L’eau sur Terre est toujours en mouvement : la pluie tombe, les rivières s’écoulent, les glaciers fondent . Tout ce mouvement offre d’énormes possibilités pour récupérer de l’énergie .

Image of Terrou avec son parapluie

Terrou avec son parapluie

Comment pouvons-nous transformer le mouvement de l’eau en énergie

L’énergie hydroélectrique avec barrages utilise l’énergie des cours d’eau pour produire de l’électricité.

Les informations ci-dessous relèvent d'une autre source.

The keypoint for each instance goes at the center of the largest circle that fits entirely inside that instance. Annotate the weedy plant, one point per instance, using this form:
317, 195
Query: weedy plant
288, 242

Il se peut que l’énergie hydroélectrique ne reçoive pas autant d’attention que l’éolien ou le solaire , mais elle est de loin notre plus grande source (60%) d’électricité renouvelable aujourd’hui . Elle représente également environ 16% du total de notre production d’électricité .

Image of Production d’énergie à partir de sources renouvelables modernes (exclut les « biocarburants traditionnels » comme le bois)

Production d’énergie à partir de sources renouvelables modernes (exclut les « biocarburants traditionnels » comme le bois)

Étant donné que l’énergie hydroélectrique est si largement utilisée, il nous faut être attentifs aux dommages qu’elle peut causer. Mais voyons tout d’abord comment elle fonctionne.

Comment fonctionne l’énergie hydroélectrique ?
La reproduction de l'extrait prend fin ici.